Now here’s the subtle point in all this that we must be very careful not to miss if this address is to make any sense at all.

It is very important to see that the offering’s very lack of what I wanted to call “real” meaning and intelligibility according to one frame of reference (in this case the existence of a supernatural God or Gods), did not stop it from having “real” meaning and intelligibility to me according to another frame of reference (namely, my own religious naturalist, non-theist understanding of the world).

The really important point to grasp here is that was no escape from meaning and, as Heidegger once noted:

“When we live in the firsthand world around us, everything comes at us loaded with meaning, all over the place and all the time.
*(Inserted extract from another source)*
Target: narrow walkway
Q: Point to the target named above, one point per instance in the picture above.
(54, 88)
Everything is within the world [of meaningfulness]: *the world holds forth” (What, after all, was Heidegger about?, Thomas Sheehan, 2014 p. 8),

Heidegger also once noted that,

“Even the most trivial thing is meaningful (even though it remains trivial nonetheless). Even what is most lacking in value is meaningful” (ibid p. 8).

Heidegger’s words reveals a startling truth, beautifully summed up by Thomas Sheehan, that

“there is nowhere else for a human being to live except in meaning”
(ibid. p. 8).

This thought gave me pause and it brought into view something that all of us nearly always miss seeing — myself included. It helped me to be lead back, again as Heidegger put it,

“. . . back from the apprehension of a thing [this offering] . . . to the understanding of the being of the thing [this offering]: understanding the thing in terms of the way it is disclosed” (ibid. p. 5).

In other words, I began to glimpse not (so much) the ‘offering’ itself but, instead, the background truth that meaning and intelligibility is showing up all the time for everyone involved in an encounter with this ‘offering’, both for me as the ‘Enlightenment skeptic’ and for my imagined ‘neo-Pagan believer’ — indeed for everyone all the time in everything we experience. We all experienced this in our open exploration and discussion of the picture that we undertook earlier in place of a conventional reading.

So, to conclude, I’m sure you all know the story about how the fish can’t see the water in which it always-already swims. Well, this address today is simply an attempt to help us to glimpse something of the “water” in which we human beings daily swim — namely meaning and intelligibility.

Glimpsing this extraordinary, and ultimately very mysterious fact, suddenly made my hair stand on and send a tingle down my spine and it impelled me quietly to pick up a feather that was lying close by and to place it carefully and reverently above the head of the hanging deer. And so, in the end, I found I had, despite my initial scepticism, a real need to make my own kind of grateful offering to an "unknown God" in whom/which, as St Paul once said, we live and move and have our being and, as I would now add, we always-already gracefully experience meaning and intelligibility.